HYDERABAD: Through the centuries, the composition of lime plaster, a type of plaster widely used for construction or restoration of archaeological structures, has undergone a change. This is because it is hard to figure out the materials that went into the creation of this mortar, apart from there being a difference in quality of raw materials over time.
As a result, archaeologists and conservation architects often find compatibility issues between the original lime plaster used in the construction of a structure and the new lime plaster while carrying out restoration works, leading to formation of cracks in the structure.
To mitigate this problem, researchers from National Institute of Technology (NIT), Warangal, have embarked on a long-term study of the microstructure of lime plaster used in the masonry of heritage monuments such as the Ramappa Temple in Warangal, so that they can figure out what kind of raw materials were used to make the plaster. They aim to figure out the recipe and create a new mortar using those materials.
The research, underway for the past one-and-a-half years, is being undertaken by research student Nikhil Kumar Degloorkar and professor Rathish Kumar Pancharathi, both from National Institute of Technology Warangal.

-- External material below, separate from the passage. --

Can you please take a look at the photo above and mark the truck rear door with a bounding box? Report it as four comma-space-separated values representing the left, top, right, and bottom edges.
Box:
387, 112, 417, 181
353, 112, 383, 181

Speaking to Express, Pancharathi said, “For restoration purposes, we have to understand what kind of mortar was used for construction. In order to understand that, we have to do a complete microstructure characterisation. Through our research on Ramappa Temple, we have identified several materials that were used to make that mortar. We are trying to create a new mortar from those materials.”
Kumar and Pancharathi’s research includes the study of various types of mortar from structures such as Warangal Fort and Ramappa Temple. Recently, they published the findings from their study on the above-mentioned structures in a report titled ‘Investigation of microstructure characterisation of mortars from 800-year-old heritage structures in southern part of India.”
The study, accessed by Express, shows that Kumar and Pancharathi found the presence of calcite (a common rock-forming mineral) and quartz (a hard, crystalline mineral composed of silicon and oxygen atoms) through various techniques such as X-ray diffraction analysis. Through X-ray fluorescence spectroscopy, they also found that the mortar did not contain magnesium oxide, a compound that is found in modern day mortars.